Twitter Endows Itself With Censor Rights

👤by Tim Harmer Comments 📅27.01.2012 16:01:46

In January of 2011 the folks at Twitter outlined their position on their platform and freedom of speech. In a great post entitled "The Tweets Must Flow", on the back of the first stirrings of the Arab Spring which was so bolstered by social networks, they stated:

At Twitter, we have identified our own responsibilities and limits. There are Tweets that we do remove, such as illegal Tweets and spam. However, we make efforts to keep these exceptions narrow so they may serve to prove a broader and more important rule—we strive not to remove Tweets on the basis of their content. For more on what we allow and what we don’t, please see this help page.

Our position on freedom of expression carries with it a mandate to protect our users' right to speak freely and preserve their ability to contest having their private information revealed. While we may need to release information as required by law, we try to notify Twitter users before handing over their information whenever we can so they have a fair chance to fight the request if they so choose.

It was a position that was both ethical and technically reasonable, befitting a company which relies on freedom of expression for legitimacy and grass-roots popularity. 'Illegal' was broadly understood to be those items listed as illegal under international treaties, which made a whole lot of sense.

A new post this week, "The Tweets Must Still Flow", has therefore come as a surprise and shock to many of the 'Twitterati' and others with a razer-sharp focus on free speech traditions. Whilst the content isn't dissimilar from a year ago, the tone is one of a corporation with expansion plans and a willingness to acquiesce to governmental demands to limit expression.

As we continue to grow internationally, we will enter countries that have different ideas about the contours of freedom of expression. Some differ so much from our ideas that we will not be able to exist there. Others are similar but, for historical or cultural reasons, restrict certain types of content, such as France or Germany, which ban pro-Nazi content.

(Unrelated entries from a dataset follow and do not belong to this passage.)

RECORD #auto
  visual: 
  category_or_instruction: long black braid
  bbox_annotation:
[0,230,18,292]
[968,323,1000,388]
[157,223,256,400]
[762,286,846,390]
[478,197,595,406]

Until now, the only way we could take account of those countries’ limits was to remove content globally. Starting today, we give ourselves the ability to reactively withhold content from users in a specific country — while keeping it available in the rest of the world. We have also built in a way to communicate transparently to users when content is withheld, and why.

Of the post, the highlighted phrase has been the most contentious amongst responders. Whilst France and Germany's anti-'Nazi propaganda' stances are mentioned, it could just as easily relate to any censorship law in a regressive nation. Furthermore, rather than last year's understanding of it being broadly unreasonable to screen tweets from a technical standpoint, it's suddenly possible.

One of the catalysts for the change in policy is believed to be UK injunctions, which prevent UK media outlets from reporting on specific cases and in some instances even the existence of a case. Cases involving Ryan Giggs, John Terry and Jeremy Clarkson have all been effectively ignored by folks on Twitter as foreign news outlets and blogs uncovered the facts and the Twitterati broadcast it to all and sundry. Unfortunately, rather than engage in the debate over whether these laws are right and constitutional, Twitter it seems will cave and not risk the contempt of court charge in a non-US court.

The effectiveness of this policy change remains to be seen; users of discussion platforms are notorious for being adept at sidestepping barriers to speech, jut ask any moderator of a large-ish web forum. Whilst platform providers have no legal responsibility to ensure freedom of expression, in this day and age users often expect their speech to be unfettered. It could make jumping ship to a new social network all the more palatable for social media junkies, and cause those toiling under repressive regimes to feel that they have fewer outlet of expression to trust.